ZFIN ID: ZDB-PUB-200118-22
Translation elongation factor 1A2 (eEF1A2) is encoded by one of four eef1a genes and is dispensable for survival in zebrafish
Idigo, N.J., Soares, D.C., Abbott, C.M.
Date: 2020
Source: Bioscience Reports   40(1): (Journal)
Registered Authors: Abbott, Catherine
Keywords: paralogs, translation, translation factors, zebrafish
MeSH Terms:
  • Animals
  • Animals, Genetically Modified
  • Gene Expression Regulation, Developmental
  • Genotype
  • HEK293 Cells
  • Humans
  • Mutation
  • Peptide Elongation Factor 1/genetics*
  • Peptide Elongation Factor 1/metabolism
  • Phenotype
  • Zebrafish/embryology
  • Zebrafish/genetics*
  • Zebrafish/metabolism
  • Zebrafish Proteins/genetics*
  • Zebrafish Proteins/metabolism
PubMed: 31950975 Full text @ Biosci. Rep.

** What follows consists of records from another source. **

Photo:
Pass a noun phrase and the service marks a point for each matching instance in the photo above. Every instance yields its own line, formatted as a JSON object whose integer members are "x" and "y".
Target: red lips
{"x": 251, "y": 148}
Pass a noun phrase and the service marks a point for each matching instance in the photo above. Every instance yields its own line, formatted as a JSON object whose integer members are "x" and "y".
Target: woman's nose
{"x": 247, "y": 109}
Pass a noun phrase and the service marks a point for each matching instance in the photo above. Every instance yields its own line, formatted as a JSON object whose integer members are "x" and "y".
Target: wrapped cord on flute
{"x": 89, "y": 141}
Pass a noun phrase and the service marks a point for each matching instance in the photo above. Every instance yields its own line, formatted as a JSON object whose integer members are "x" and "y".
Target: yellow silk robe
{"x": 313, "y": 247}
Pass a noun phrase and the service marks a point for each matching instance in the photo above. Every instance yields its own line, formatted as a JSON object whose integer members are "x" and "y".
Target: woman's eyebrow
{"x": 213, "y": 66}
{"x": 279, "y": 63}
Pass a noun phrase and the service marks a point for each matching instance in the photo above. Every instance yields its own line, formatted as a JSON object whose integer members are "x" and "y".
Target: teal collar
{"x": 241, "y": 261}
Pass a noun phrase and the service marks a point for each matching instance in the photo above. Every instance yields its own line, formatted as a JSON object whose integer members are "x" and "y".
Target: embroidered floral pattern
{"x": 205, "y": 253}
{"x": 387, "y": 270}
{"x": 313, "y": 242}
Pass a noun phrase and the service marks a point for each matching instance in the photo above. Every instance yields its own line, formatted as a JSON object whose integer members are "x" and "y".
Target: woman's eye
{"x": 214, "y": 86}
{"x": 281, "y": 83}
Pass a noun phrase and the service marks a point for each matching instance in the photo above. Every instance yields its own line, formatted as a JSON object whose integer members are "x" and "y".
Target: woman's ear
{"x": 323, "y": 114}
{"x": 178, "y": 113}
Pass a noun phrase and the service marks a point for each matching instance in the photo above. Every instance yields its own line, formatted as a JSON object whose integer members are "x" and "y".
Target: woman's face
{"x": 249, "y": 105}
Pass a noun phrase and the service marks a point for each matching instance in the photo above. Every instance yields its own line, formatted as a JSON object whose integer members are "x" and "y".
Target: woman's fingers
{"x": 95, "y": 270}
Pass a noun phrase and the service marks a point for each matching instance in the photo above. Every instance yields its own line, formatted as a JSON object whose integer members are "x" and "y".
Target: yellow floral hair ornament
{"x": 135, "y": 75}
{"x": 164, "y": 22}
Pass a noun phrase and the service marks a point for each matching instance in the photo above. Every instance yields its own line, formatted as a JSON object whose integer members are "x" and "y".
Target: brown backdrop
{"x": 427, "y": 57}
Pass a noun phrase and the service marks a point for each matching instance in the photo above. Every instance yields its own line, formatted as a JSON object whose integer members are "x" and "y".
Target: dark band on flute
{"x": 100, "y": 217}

Zebrafish are valuable model organisms for the study of human single-gene disorders: they are genetically manipulable, their development is well understood, and mutant lines with measurable, disease-appropriate phenotypic abnormalities can be used for high throughput drug screening approaches. However, gene duplication events in zebrafish can result in redundancy of gene function, masking loss of function phenotypes and thus confounding this approach to disease modelling. Furthermore, recent studies have yielded contrasting results depending on whether specific genes are targeted using genome editing to make mutant lines, or whether morpholinos are used (morphants). De novo missense mutations in the human gene EEF1A2, encoding a tissue-specific translation elongation factor, cause severe neurodevelopmental disorders; there is a real need for a model system in which to study these disorders and we wanted to explore the possibility of a zebrafish model. We identified four eef1a genes and examined their developmental and tissue-specific expression patterns: eef1a1l1 is first to be expressed whilst eef1a2 is only detected later during development. We then determined the effects of introducing null mutations into eEF1A2 in zebrafish using CRISPR/Cas9 gene editing, in order to compare the results with previously described morphants, and with the severe neurodegenerative lethal phenotype of eEF1A2-null mice. In contrast with both earlier analysis in zebrafish using morpholinos and with the mouse eEF1A2-null mice, disruption of the eef1a2 gene in zebrafish is compatible with normal lifespan. The resulting lines, however, may provide a valuable platform for studying the effects of expression of mutant human eEF1A2 mRNA.